14 DAY TRIAL // Experts at the Princeton University Engineering School are currently working on a new method of “reading” light, one that could bring about massive changes in the way people take photographs, as well as in the way doctors look at patients' blood or tissue samples. Basically, the new system will allow for observing details anywhere in the picture, without having to sacrifice the wideness of the field of view, a swap all those who take photographs are accustomed to.
“It allows you to take a closer look at an object without narrowing your field of view,” Princeton Assistant Professor of Electrical Engineering Jason Fleischer, the leader of the current research, explained. Other contributors to the study include graduate students Christopher Barsi and Wenjie Wan, and a paper detailing the find appeared as a cover story in the April issue of the journal Nature Photonics.

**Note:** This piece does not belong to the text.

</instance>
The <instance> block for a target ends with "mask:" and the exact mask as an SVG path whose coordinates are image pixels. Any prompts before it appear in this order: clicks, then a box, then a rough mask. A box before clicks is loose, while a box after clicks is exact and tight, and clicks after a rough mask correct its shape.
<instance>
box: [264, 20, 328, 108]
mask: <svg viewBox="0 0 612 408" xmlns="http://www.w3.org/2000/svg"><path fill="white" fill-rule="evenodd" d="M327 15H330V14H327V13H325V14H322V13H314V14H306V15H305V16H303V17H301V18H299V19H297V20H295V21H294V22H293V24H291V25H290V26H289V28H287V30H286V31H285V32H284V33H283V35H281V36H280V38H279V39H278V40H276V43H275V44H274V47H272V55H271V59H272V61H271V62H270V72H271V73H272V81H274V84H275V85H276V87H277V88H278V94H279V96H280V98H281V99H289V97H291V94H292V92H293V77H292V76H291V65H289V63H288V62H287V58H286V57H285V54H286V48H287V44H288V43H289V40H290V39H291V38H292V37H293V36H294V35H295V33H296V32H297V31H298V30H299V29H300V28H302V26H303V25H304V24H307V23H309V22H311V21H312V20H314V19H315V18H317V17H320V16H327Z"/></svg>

Human and animal eyes, as well as camera sensors, are limited in their functionality by the amount and type of light radiation that penetrates to them. For instance, in humans, not all wavelengths make it through the eye and reach the retina, which means that a large part of the information coming from an item is lost. This is especially true when observing objects or creatures smaller in size than the wavelength of a certain color in the light spectrum.
For instance, the green color has a wavelength of 530 nanometers, which means that the things that are smaller than this size cannot be easily seen by dedicated observers. “In effect, these devices suffer from 'tunnel vision,'” Fleischer said. So, the expert has turned to nonlinear optical materials, a class of items that has very unusual chemical and physical properties, in that they do not just allow light through, but force wavelengths to intertwine while passing through them.

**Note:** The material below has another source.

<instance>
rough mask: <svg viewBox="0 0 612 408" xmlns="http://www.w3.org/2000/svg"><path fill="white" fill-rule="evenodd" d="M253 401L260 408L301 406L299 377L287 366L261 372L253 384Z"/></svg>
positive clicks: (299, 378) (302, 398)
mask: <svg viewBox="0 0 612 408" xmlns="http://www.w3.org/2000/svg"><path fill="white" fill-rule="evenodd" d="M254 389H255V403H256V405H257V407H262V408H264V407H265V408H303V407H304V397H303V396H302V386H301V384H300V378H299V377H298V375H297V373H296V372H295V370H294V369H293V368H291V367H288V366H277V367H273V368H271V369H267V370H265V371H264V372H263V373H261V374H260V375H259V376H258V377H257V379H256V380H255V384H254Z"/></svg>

This is very important, because information stored on a certain wavelength, which would otherwise remain hidden from the view, can “hitch a ride” on another wavelength, which can be detected by observers. Unfortunately, the large number of distortions that appear with this technique does not allow for it to be directly used in cameras and microscope diagnostics, but the experts are currently working on a computer software that will be able to decipher the images and then faithfully recreate them to the smallest detail.
“In such an image, all parts of the scene will be 'zoomed in' at the same time. The new method could help you see with much better precision, but with a light the cell actually likes,” Fleischer concluded in speaking about the fact that nonlinear optical materials could allow biologists to observe certain types of bacteria or other microorganisms in types of lights the creatures were not sensible to.